“If you go to San Francisco…

por: Lucia Malla EUA, Viagens

…be sure to wear some flower in your hair!”

(Se quiser matar a saudade da cidade ao som de Scott McKenzie, clique aqui.)

Para combinar com a festa que é San Francisco, só mesmo muitas flores e cores. Em todas as esquinas, a cidade parece sorrir. E sempre com o glamour de uma estréia naquelas ladeiras, mesmo quando já as conhecíamos de viagens anteriores.

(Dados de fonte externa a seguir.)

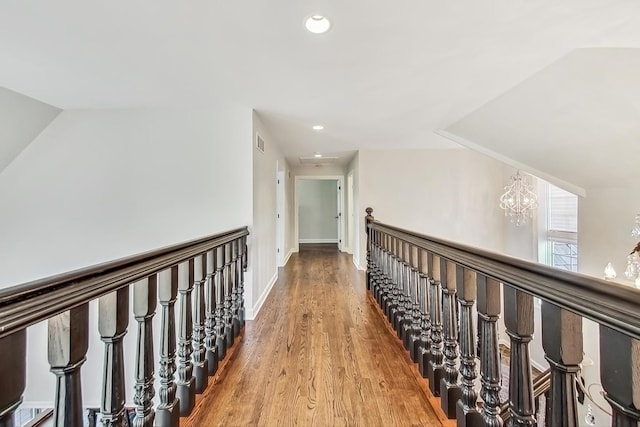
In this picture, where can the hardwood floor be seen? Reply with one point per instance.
(317, 355)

Chegamos à noite, vindos de Yosemite e do Parque das Sequóias. Atravessamos a Bay Bridge num engarrafamento monumental. A casa onde íamos ficar, dum amigo meu de faculdade, era no alto do morro, perto do Twin Peaks – o que já era garantia de um visual nota 10 da cidade. Entretanto, a névoa tomava conta do horizonte noturno, e o frio convidava a um restaurante aconchegante. Fomos então a um italiano (“na dúvida, não ultrapasse”), perto da casa dele. Delicioso.

Um dia em San Francisco

No dia seguinte, a primeira constatação é que meu amigo morava numa sucursal de Campos do Jordão em San Francisco. Cabanas de madeira, entre árvores enormes, um lugar muito agradável. De lá, começamos nossa jornada na cidade mais iluminada do mundo. O dia estava lindo, céu azul e sol brilhando, e mesmo com frio, prometia boas fotos. Tivemos sorte, afinal San Francisco é conhecida por seu intermitente fog.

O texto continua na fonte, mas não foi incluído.